Robots that can learn? Yes they can, at least with these new algorithms. A UC Berkeley research team has created algorithms that allow robots to use trial and error to learn motor tasks. This is a process that is much closer to the ways that humans think and learn, making it a major artificial intelligence milestone.

BRETT, the Berkeley Robot for the Elimination of Tedious Tasks, is living up to his name as he learns to screw a cap onto a bottle, hang clothes in a rack, and assemble toys. This Willow Garage Personal Robot 2 (PR2) can do these tasks without specific programmed details because he can use trial and error to figure the tasks out.

"What we're reporting on here is a new approach to empowering a robot to learn," said Professor Pieter Abbeel of UC Berkeley's Department of Electrical Engineering and Computer Sciences. "The key is that when a robot is faced with something new, we won't have to reprogram it. The exact same software, which encodes how the robot can learn, was used to allow the robot to learn all the different tasks we gave it."

The researchers will present their work this week at the International Conference on Robotics and Automation (ICRA) in Seattle. Part of a new People and Robots Initiative, BRETT and his team work out of UC Berkeley's Center for Information Technology Research in the Interest of Society (CITRIS). The initiative includes the resources of multiple campuses and a variety of disciplines, allowing the participants to use human need to shape advances in automation, robotics, and artificial intelligence (AI).

"Most robotic applications are in controlled environments where objects are in predictable positions," UC Berkeley faculty member and director of the Berkeley Vision and Learning Center, Trevor Darrell says. "The challenge of putting robots into real-life settings, like homes or offices, is that those environments are constantly changing. The robot must be able to perceive and adapt to its surroundings."

The Berkeley team took their inspiration not from conventional approaches to robotics, which have been less that practical, but rather from the neural circuitry of the highly successful human brain. Instead of using pre-programming to handle what can ultimately only be understood as a limitless and unpredictable series of challenges presented by the navigation of 3D environments, the team works with what is called deep learning.

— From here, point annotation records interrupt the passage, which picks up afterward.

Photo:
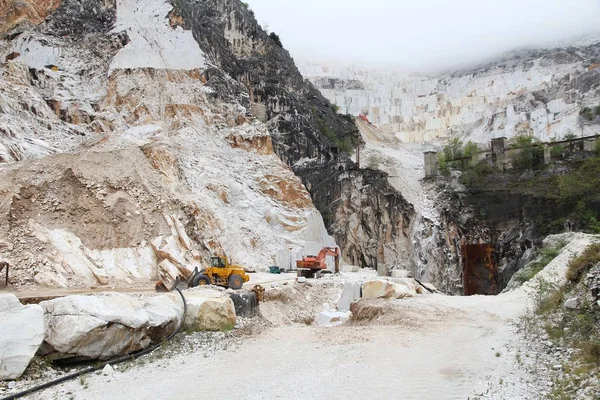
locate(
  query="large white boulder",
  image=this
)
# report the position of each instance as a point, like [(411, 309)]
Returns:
[(390, 288), (400, 273), (350, 293), (378, 289), (21, 334), (404, 287), (107, 325), (209, 310)]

"For all our versatility, humans are not born with a repertoire of behaviors that can be deployed like a Swiss army knife, and we do not need to be programmed," team postdoctoral researcher, Sergey Levine says. "Instead, we learn new skills over the course of our life from experience and from other humans. This learning process is so deeply rooted in our nervous system, that we cannot even communicate to another person precisely how the resulting skill should be executed. We can at best hope to offer pointers and guidance as they learn it on their own."

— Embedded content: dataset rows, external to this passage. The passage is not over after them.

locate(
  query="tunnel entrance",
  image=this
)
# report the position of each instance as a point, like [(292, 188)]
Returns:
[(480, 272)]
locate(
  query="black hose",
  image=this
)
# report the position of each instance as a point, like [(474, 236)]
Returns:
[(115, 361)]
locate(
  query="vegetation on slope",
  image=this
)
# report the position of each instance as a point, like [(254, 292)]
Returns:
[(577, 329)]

Deep learning programs create layers of artificial neurons called "neural nets" which take raw sensory input such as image pixels or sound waves and process them. In this way the robot can categorize data it receives and recognize patterns. This kind of AI research is already benefitting us every day; speech to text programs and even Google Street View are already making use of advances in vision and speech recognition made possible by deep learning technology.

However, learning motor tasks goes far beyond the passive task of recognizing sounds and images. For this reason, applying deep learning to motor tasks is a challenge.

"Moving about in an unstructured 3D environment is a whole different ballgame," research team member and Ph.D. student, Chelsea Finn says. "There are no labeled directions, no examples of how to solve the problem in advance. There are no examples of the correct solution like one would have in speech and vision recognition programs."

The team gave BRETT with a sequence of simple motor tasks; for example, BRETT was charged with using shape sorting blocks and stacking Legos. The new algorithm the team created to control the learning process for BRETT has a scoring reward function built in. As BRETT works within his environment, the algorithm gives him real-time feedback based on whether or not his movements get him closer to completing his task. The scores then go through his neural network so he can "remember" what works and what doesn't.

Using this strategy, BRETT can complete a typical task within about 10 minutes if he has the coordinates for the start and end of the job. If he doesn't and has to get the starting point from his environment, it takes him about three hours. Abbeel predicts major improvements as BRETT's data processing capacity expands and improves.

"With more data, you can start learning more complex things," Abbeel says. "We still have a long way to go before our robots can learn to clean a house or sort laundry, but our initial results indicate that these kinds of deep learning techniques can have a transformative effect in terms of enabling robots to learn complex tasks entirely from scratch. In the next five to 10 years, we may see significant advances in robot learning capabilities through this line of work."